In the next chapter of the book, Tatum follows the Kid’s legend in the time of gangsters and depression and war, from 1925 to 1950. In short, the Kid had a massive spike in popularity due to disillusionment with the times and rapidly changing culture.

The shift in perceptions of the Kid originated with an essay published by Harvey Fergusson in 1925 (85). Fergusson analyzed the Kid’s actions in the frontier society, not in an urban setting as previous writers had. He found that the Kid was not really so bad compared to his time, and almost an angel compared to the people of the present. He portrayed him a positive light, reshaping everything about the Kid’s legend in a positive light. The myth had cooled off in people’s memories by this point, but new social factors made him relevant once again. The corruption scandals of Harding’s administration and the obvious failure of Prohibition shook people’s faith in government (88). This new perspective led people to embrace the Kid as someone who lived in a time of corruption and ambiguity of the law rather than the hard criminal of the past. It also helped that Prohibition made many people “outlaws” in their own rights. This made them more sympathetic towards the Kid, as they understood how it felt to be pushed outside the limits of the law but still be within social boundaries. Tatum also suggests that the Kid became popular again because he wasn’t like the current gangsters (91). The criminals of the time were gunning each other down in ambushes and massacres, and they were behaving without honor. Authors and screenwriters of the time took the inklings of virtue that appeared in the earlier part of the century and whipped them up into a portrait of a brave, honorable man (91). They also had the Kid ridding the land of its evil elements, often by motivating his killings with revenge or desire for justice (101). In the end, the Kid became a tragic figure that the people of the time related to.

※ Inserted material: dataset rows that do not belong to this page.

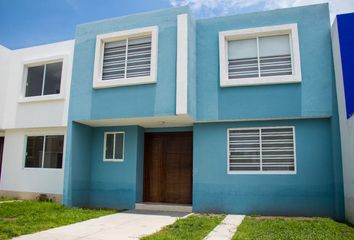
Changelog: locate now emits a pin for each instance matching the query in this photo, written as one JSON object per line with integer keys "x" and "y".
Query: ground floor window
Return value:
{"x": 44, "y": 151}
{"x": 261, "y": 150}
{"x": 114, "y": 146}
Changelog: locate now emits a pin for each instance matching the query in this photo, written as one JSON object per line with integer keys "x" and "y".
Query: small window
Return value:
{"x": 114, "y": 146}
{"x": 43, "y": 80}
{"x": 261, "y": 150}
{"x": 259, "y": 56}
{"x": 126, "y": 58}
{"x": 44, "y": 151}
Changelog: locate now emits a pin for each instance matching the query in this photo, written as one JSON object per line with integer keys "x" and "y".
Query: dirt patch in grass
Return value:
{"x": 285, "y": 218}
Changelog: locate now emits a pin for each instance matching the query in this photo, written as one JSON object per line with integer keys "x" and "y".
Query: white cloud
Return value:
{"x": 209, "y": 8}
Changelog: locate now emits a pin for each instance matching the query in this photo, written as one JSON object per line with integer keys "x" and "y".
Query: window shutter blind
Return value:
{"x": 262, "y": 149}
{"x": 275, "y": 57}
{"x": 244, "y": 150}
{"x": 259, "y": 57}
{"x": 114, "y": 59}
{"x": 139, "y": 57}
{"x": 278, "y": 149}
{"x": 243, "y": 60}
{"x": 127, "y": 58}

Billy the Kid also filled some needs in this time period. He was a manifestation of American’s desire to get back to a simpler time (108). People trapped in the loose morals of the roaring twenties or the economic hardships of the thirties looked back on the time of the Kid with a manufactured nostalgia. He also reaffirmed the American dream. He was a rags to riches story, coming from a poor family, but more importantly, he was killed as a result of his crimes: the justice system prevailed. Finally, as I already discussed, he symbolized people’s distrust of the justice system. This time period showed much more sympathy for the Kid than before; he became a tragic hero, forced outside the law and then brought down by fate.

Authors effected all these transformations by picking and choosing elements of the story that fit their needs. Once they had an image of the Kid in mind, they silenced all the conflicting facts until he became what they intended. It would be interesting to read some of the formative texts: Hough’s articles from ~1903 or Barn’s Saga of Billy the Kid. Written strictly for entertainment and monetary purposes, I think these still count as civic texts because of the way they tried to influence the public’s opinion about the Kid, and by extension, everything the Kid represented.

I hope to finish the book for next week and see how Tatum ties everything together.

Stephen, Tatum. Inventing Billy the Kid. Albuquerque: University of New Mexico, 1982. Print.